Si girò di tre quarti al suono di quella voce familiare: sua suocera lo attendeva sulla soglia, l’espressione placida e sorridente, nonostante la situazione allarmante, i capelli biondi raccolti in uno chignon, infagottata in una spessa vestaglia rosa.
“Che ne dici di un tè?” domandò gentile.
Il principe annuì e la seguì all’interno.
La donna versò l’acqua calda nei bicchieri di ceramica e le piccole foglie scure si sollevarono, danzando nel liquido, che divenne verde chiaro. I piccoli recipienti erano decorati con delicati petali di sakura sparsi al vento: gli ricordarono quelli che volteggiavano nell’aria il giorno in cui aveva chiesto a Bulma di sposarlo, quando le aveva sussurrato ti amo, facendola piangere di gioia. Aggrottò la fronte, mentre il cuore, ferito, si dibatteva.
“Prima, Bulma ha parlato nel sonno. Ha fatto più volte il tuo nome.”

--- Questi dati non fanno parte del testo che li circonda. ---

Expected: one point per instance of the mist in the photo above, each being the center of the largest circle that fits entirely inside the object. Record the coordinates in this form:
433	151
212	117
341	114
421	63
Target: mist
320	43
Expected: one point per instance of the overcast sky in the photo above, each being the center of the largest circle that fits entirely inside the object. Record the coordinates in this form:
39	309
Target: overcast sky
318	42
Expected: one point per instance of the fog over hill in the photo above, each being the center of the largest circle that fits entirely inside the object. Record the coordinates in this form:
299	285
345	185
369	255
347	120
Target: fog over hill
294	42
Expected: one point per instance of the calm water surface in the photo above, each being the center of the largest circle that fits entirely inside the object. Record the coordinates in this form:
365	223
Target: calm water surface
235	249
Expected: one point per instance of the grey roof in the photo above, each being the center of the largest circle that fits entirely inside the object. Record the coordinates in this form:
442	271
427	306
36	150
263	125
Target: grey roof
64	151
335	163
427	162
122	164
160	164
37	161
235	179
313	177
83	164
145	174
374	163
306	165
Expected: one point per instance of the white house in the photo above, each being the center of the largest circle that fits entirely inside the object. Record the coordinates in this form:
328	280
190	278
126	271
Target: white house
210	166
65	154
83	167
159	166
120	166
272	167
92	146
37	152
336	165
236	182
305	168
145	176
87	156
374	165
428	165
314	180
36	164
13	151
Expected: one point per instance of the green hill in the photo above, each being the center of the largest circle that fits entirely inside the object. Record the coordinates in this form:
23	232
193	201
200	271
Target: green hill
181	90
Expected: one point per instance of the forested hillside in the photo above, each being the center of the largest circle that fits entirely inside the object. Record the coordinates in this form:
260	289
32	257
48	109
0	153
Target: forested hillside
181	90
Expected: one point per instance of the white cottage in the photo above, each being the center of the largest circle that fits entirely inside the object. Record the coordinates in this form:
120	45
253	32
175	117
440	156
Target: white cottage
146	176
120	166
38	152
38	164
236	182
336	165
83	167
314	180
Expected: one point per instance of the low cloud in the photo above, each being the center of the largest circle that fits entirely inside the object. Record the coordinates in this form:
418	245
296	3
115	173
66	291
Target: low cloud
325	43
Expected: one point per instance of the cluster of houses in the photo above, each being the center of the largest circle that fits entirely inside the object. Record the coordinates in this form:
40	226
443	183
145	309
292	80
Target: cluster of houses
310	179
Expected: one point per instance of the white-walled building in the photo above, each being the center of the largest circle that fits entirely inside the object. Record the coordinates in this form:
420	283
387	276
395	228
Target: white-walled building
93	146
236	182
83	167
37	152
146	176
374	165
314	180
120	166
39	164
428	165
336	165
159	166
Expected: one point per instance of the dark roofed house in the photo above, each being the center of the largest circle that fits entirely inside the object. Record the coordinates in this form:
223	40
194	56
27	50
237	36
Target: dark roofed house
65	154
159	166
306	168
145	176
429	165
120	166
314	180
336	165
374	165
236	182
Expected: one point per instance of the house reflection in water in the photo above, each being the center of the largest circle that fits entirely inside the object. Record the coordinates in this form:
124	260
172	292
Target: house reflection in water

Lui sollevò il viso, sorpreso, stringendo il bicchiere.
“Vegeta-chan, io sono assolutamente convinta che i ricordi di mia figlia siano custoditi in uno spicchio della sua mente. Che non siano andati perduti. O non ti avrebbe chiamato, non rammentandosi davvero di te. Basterà solo far riaffiorare il passato e riemergeranno”.
Gli occhi nerissimi di Vegeta si specchiarono nel fluido fumante, come fiamme ardenti.
La signora sorseggiò composta la sua bevanda, gustandone l’aroma. Lo guardò, serena.
“Tu sei un uomo vero. L’unico degno di lei. Il solo che Bulma abbia mai amato. Questo genere di sentimento è impossibile da cancellare”.
Il principe arrossì leggermente e bevve a sua volta, inalando la fragranza tostata dell’infuso.
“Mia figlia non lo ammetterebbe mai, ma pochi giorni dopo il tuo arrivo alla Capsule Corporation era già pazza di te… e tu di lei, certo. Io me ne sono accorta subito, sai, nonostante il vostro prolungato sfoggio di testardaggine”.
Vegeta si riparò dietro al vapore che si esalava dal tè caldo, avvampando.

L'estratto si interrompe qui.